Tuesday, December 11, 2012

Philip Greenspun and Web Dev of the 90's

In October 1995, the MIT Media Lab threw itself a tenth anniversary party. I skipped it so that I could take snapshots of colored trees in Vermont, but my friends said that the physical event was fabulous: little gifts for everyone, cleverly packaged; a Photomosaic poster by Rob Silvers; women in plastic pants. As an adjunct to the physical event, the Media Lab was going to create the best Web site ever. They got NYNEX to bring in a 45-Mbps T3 network connection; you wouldn’t want millions of users to get slowed down working their way through MIT’s 100-Mbps backbone. They got Hewlett-Packard to donate a huge pile of multiprocessor machines with disk arrays. They hired expert consultants to plug all the computers in and hook them up to the network. They hired professionals to do graphic design and site layout.

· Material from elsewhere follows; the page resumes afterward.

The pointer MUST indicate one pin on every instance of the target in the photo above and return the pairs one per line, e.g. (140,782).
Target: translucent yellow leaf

After getting back from foliage country, I visited http://www.1010.org with high hopes. There wasn’t any magnet content. Nobody had bothered to write stories or take pictures. Every day a Media Lab editor posed a question and then sat back to watch a USENET-style discussion evolve. There were only a handful of postings in each area. One user had contributed a smiley face. Colon dash right-paren. That was his entire message. This didn’t really shock me until I noticed that on a scale from 1 to 7, this post had been rated 4.3 by other users. Yes, several other users had taken the trouble to rate this three-character posting. When the 10-day Web event was over, the massive disk arrays held almost enough user-contributed data to fill two 3.5 inch floppies.